Larysa Denysenko — human rights activist, lawyer, television presenter, writer
The need for freedom is at the very heart of an individual. It is an inner feeling, inalienable from self-awareness. But for some reason, the concepts of rights and freedoms often do not correlate with everyday life. It is as if these concepts are in a special closet, and people only take them out when necessary. And people prefer not to look there, because the concepts are difficult to understand, and there is a widespread perception that they are something that specialists – for example lawyers – should deal with. But these are basic things! What I am doing now is making the concepts of rights and freedoms familiar to people from childhood. I believe that a child as young as four years old can understand what taxes are and why there is corruption if it is properly explained. These topics are a part of an outlook on the world.

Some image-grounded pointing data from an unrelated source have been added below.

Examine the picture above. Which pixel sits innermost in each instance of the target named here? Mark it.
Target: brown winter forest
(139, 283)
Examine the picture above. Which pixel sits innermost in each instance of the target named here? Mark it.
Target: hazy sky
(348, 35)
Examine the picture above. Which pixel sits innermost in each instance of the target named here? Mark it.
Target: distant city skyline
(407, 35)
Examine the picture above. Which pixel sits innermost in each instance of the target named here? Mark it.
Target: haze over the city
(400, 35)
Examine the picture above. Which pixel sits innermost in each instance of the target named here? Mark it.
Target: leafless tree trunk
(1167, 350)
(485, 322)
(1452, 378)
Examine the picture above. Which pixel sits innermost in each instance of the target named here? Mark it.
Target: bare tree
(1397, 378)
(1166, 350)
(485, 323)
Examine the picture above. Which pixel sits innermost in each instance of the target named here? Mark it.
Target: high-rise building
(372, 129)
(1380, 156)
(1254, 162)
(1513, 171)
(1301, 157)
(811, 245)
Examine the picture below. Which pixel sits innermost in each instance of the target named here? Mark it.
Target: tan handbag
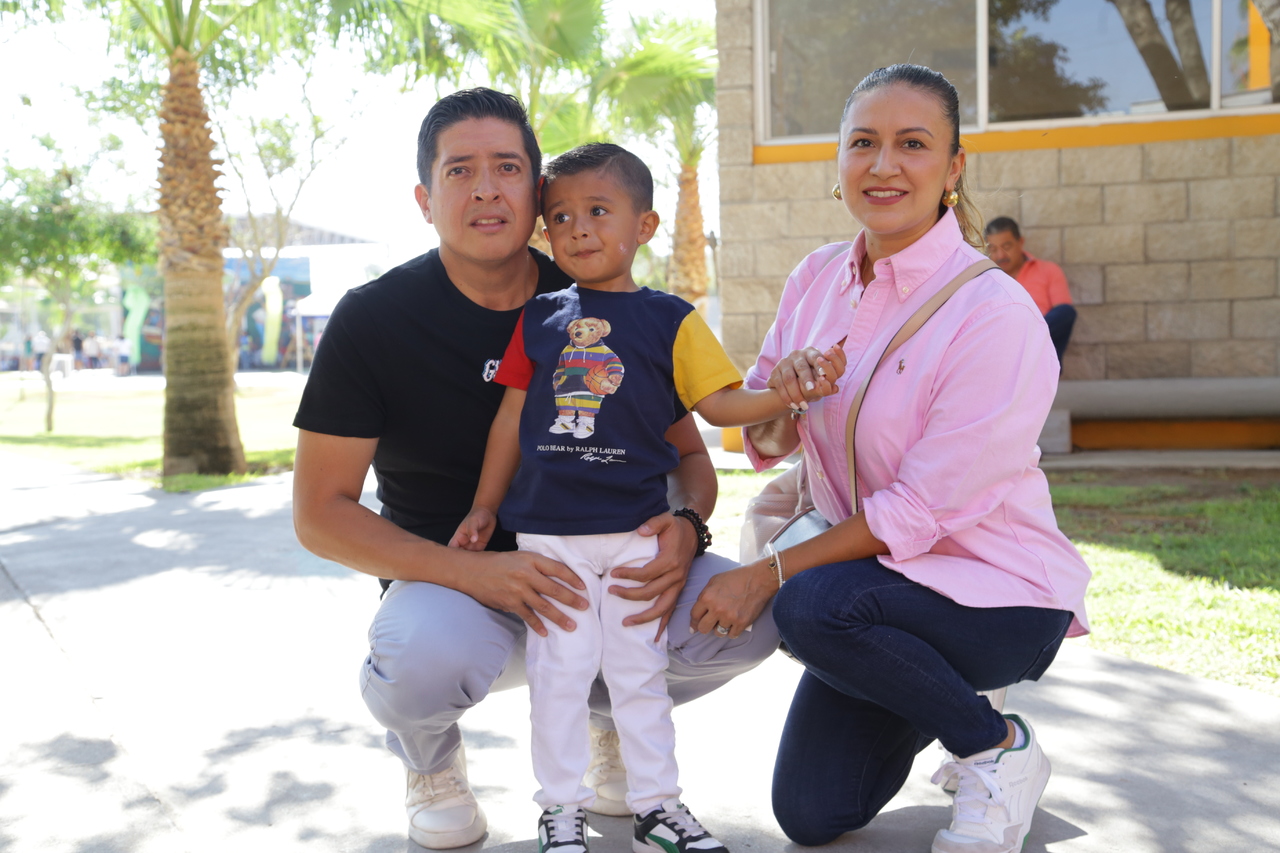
(782, 512)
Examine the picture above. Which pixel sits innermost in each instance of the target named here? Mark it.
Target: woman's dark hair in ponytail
(935, 83)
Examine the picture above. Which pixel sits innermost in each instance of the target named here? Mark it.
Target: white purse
(782, 514)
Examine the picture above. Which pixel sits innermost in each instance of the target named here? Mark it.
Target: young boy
(609, 366)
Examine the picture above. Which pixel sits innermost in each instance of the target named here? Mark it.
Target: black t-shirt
(408, 360)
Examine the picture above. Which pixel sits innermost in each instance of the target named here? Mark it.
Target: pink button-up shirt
(946, 441)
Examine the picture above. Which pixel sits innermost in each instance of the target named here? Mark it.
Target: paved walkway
(181, 676)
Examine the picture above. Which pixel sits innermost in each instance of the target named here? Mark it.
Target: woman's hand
(734, 598)
(475, 530)
(808, 374)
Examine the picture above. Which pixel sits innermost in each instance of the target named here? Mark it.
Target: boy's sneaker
(442, 811)
(999, 790)
(672, 829)
(945, 776)
(607, 776)
(562, 829)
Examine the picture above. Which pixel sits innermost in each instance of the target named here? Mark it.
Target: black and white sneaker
(562, 829)
(672, 829)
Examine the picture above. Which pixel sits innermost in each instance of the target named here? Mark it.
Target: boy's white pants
(562, 666)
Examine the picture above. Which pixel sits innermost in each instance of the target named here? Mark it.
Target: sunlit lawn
(1187, 565)
(117, 425)
(1187, 571)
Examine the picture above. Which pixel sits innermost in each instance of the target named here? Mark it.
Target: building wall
(1171, 249)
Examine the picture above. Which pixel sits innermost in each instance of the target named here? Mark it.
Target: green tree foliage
(659, 86)
(54, 232)
(184, 45)
(1028, 80)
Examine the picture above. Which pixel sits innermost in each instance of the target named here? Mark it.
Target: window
(818, 53)
(1045, 59)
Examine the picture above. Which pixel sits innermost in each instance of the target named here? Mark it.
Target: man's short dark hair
(469, 104)
(627, 169)
(1000, 224)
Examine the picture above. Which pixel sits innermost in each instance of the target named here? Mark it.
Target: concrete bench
(1155, 400)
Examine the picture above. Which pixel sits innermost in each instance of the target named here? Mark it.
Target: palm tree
(232, 41)
(656, 89)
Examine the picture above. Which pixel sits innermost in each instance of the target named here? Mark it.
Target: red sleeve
(1059, 293)
(516, 370)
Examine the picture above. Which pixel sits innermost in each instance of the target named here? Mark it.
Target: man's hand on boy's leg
(664, 575)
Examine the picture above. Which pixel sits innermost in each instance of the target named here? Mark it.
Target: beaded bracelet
(704, 536)
(775, 561)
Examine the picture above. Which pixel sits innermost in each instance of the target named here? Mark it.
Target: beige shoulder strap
(909, 328)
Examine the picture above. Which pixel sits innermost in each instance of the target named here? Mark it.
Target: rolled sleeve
(785, 336)
(979, 432)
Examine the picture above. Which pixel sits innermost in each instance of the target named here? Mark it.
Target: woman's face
(895, 164)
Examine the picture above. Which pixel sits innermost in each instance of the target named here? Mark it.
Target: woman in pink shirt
(946, 574)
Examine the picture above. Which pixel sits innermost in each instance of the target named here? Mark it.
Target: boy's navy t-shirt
(410, 360)
(661, 356)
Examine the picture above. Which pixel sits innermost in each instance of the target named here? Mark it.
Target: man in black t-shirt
(402, 381)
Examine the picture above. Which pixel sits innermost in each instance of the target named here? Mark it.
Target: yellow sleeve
(700, 363)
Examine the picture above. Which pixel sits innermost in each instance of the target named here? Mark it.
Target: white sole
(449, 840)
(608, 807)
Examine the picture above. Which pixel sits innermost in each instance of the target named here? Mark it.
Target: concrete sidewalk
(179, 675)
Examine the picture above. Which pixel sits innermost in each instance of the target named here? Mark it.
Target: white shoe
(946, 779)
(999, 790)
(442, 810)
(607, 776)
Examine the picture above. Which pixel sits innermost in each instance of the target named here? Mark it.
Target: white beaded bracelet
(775, 560)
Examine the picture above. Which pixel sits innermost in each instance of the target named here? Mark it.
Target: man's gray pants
(434, 652)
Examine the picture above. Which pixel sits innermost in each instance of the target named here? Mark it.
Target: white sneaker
(442, 810)
(607, 776)
(947, 779)
(999, 790)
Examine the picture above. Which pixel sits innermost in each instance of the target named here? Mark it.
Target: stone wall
(1171, 249)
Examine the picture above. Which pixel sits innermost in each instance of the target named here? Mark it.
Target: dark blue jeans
(891, 666)
(1060, 319)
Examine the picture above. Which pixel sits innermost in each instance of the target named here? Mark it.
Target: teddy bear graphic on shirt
(586, 373)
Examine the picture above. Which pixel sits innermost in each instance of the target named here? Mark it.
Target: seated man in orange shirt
(1042, 279)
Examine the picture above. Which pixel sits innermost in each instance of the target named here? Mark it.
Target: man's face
(1006, 250)
(481, 201)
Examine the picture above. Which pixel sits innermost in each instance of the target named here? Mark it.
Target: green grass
(115, 429)
(1187, 565)
(1187, 575)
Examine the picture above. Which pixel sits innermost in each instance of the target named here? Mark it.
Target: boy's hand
(807, 375)
(474, 533)
(830, 366)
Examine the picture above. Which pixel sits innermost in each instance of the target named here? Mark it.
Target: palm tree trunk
(1180, 21)
(1165, 71)
(688, 277)
(1270, 12)
(200, 430)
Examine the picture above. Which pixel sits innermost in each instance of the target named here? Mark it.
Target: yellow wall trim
(1063, 137)
(1246, 433)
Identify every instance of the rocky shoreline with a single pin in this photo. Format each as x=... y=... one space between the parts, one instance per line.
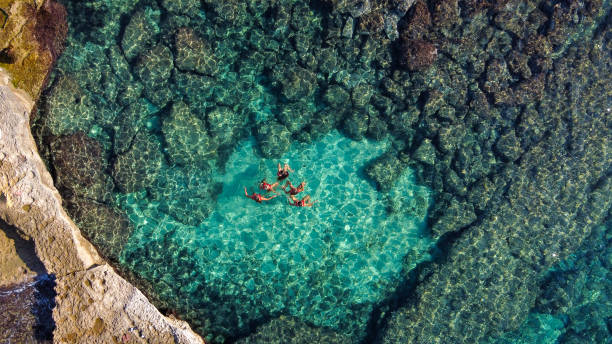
x=93 y=303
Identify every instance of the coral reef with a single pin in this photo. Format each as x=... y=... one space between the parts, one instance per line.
x=500 y=108
x=139 y=166
x=77 y=297
x=292 y=331
x=31 y=38
x=187 y=139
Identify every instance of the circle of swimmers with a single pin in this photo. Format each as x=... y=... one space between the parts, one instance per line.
x=289 y=189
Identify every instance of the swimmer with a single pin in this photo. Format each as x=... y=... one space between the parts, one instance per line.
x=292 y=189
x=283 y=172
x=257 y=197
x=267 y=187
x=304 y=202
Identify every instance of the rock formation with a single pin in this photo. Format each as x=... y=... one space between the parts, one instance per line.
x=93 y=303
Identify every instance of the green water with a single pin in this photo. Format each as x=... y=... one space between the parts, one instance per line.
x=456 y=152
x=327 y=265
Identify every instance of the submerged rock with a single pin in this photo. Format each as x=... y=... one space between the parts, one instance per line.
x=193 y=53
x=385 y=170
x=186 y=137
x=273 y=139
x=154 y=70
x=140 y=33
x=79 y=166
x=68 y=107
x=290 y=330
x=187 y=194
x=417 y=54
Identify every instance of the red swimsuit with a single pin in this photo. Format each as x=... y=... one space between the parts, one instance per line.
x=282 y=174
x=265 y=186
x=298 y=203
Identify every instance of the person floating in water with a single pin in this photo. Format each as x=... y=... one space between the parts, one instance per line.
x=257 y=197
x=267 y=187
x=304 y=202
x=292 y=189
x=283 y=172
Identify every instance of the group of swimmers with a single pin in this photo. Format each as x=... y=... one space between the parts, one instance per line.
x=289 y=189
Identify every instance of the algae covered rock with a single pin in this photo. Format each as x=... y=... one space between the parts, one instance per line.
x=138 y=167
x=79 y=167
x=225 y=125
x=68 y=107
x=194 y=54
x=186 y=137
x=336 y=96
x=290 y=330
x=356 y=125
x=140 y=33
x=186 y=7
x=385 y=170
x=273 y=139
x=129 y=123
x=296 y=116
x=106 y=227
x=417 y=54
x=188 y=194
x=298 y=83
x=154 y=69
x=32 y=37
x=509 y=146
x=426 y=153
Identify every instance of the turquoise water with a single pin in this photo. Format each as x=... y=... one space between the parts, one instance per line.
x=327 y=265
x=159 y=113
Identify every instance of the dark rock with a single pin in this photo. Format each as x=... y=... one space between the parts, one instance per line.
x=138 y=167
x=188 y=194
x=225 y=125
x=298 y=83
x=356 y=125
x=154 y=70
x=284 y=329
x=416 y=54
x=186 y=7
x=361 y=95
x=385 y=171
x=273 y=139
x=128 y=123
x=68 y=108
x=296 y=116
x=106 y=227
x=336 y=96
x=79 y=167
x=426 y=153
x=187 y=139
x=194 y=54
x=140 y=33
x=509 y=146
x=377 y=128
x=419 y=21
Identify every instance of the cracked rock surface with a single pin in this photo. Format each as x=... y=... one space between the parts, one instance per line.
x=93 y=303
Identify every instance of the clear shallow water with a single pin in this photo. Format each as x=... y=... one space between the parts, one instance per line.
x=328 y=265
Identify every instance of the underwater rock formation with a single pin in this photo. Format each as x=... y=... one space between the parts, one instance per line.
x=187 y=139
x=138 y=167
x=31 y=39
x=93 y=303
x=499 y=107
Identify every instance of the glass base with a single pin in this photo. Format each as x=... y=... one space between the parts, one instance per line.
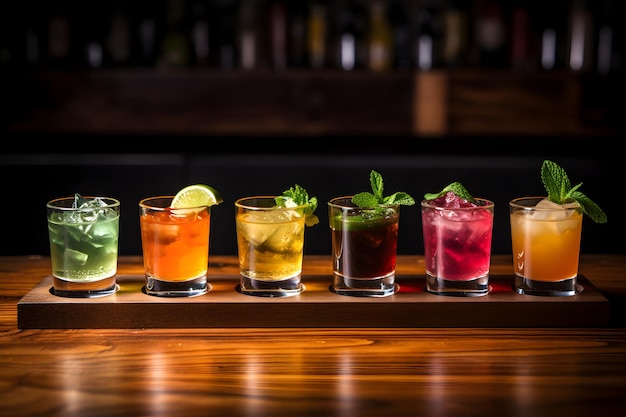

In my work, I primarily protect women and girls. Not because I am against the protection of men and boys, but because historically women have been granted rights later than men, and in many situations they face less favourable attitudes. It is mostly women who face stereotypes. If you take into account the misogynic attitudes in our society, it becomes crystal clear how much strength and courage it takes for women to accept themselves.
I don’t understand how anyone can condemn anyone else for their length of their hair or skirt or their relationship. I feel strongly that one person cannot dictate such things to another. This is about personal boundaries as well as rights and freedoms. I am happy that we are gradually moving towards understanding this. I often travel to other countries, and I have never heard comments like: “Why is your baby underdressed?” or: “Why did you divorce?” Not to mention the right of a woman to look the way she wants and to build relationships with the people she wants, irrespective of the expectations of her parents, the government, or the church. I’m a feminist. Feminism is about a woman’s right to be the kind of person she feels. And comments from others are simply irrelevant: we have ethical standards, our rights and freedoms, and a law that outlines the framework for our behaviour. Well, the law is not always fair, but you still have to build on your rights and develop mutual respect.
Sometimes, it’s not your boss, colleague, friend or the government that does you down. You do yourself down. This is because of disparagement. When people does not allow themselves to study, grow as people or dream. Or do not want to assert their gender, ethnic or linguistic identities because of fear of condemnation.
But there is also a reverse process in which people act internally as human rights activists for themselves. When they overcomes their fears and learn to defend themselves, even in the home. The best tool for doing this is to know your rights and freedoms. This is something I’m currently focussing on. I think the world would be a much better place if people perceived their rights and freedoms as something natural and inalienable, and treated others the same way, remembering their rights and freedoms in turn.
What I currently do can be divided into three categories: a person, a word and a right. A word and a right can both strengthen and weaken a person. Both a word and a right make the say stronger. For me, these are also tools that I teach others, so that they do not fear but display widespread respect for the other – in all meanings of “the other”. But it is impossible to use the same words to convey this to everyone. Therefore, to reach children I write fairy tales, for teenagers I provide training, and with adults we have discussions through the media.
I use different words and different forms to promote the same message: “Freedom is inside you, your rights are inviolable.”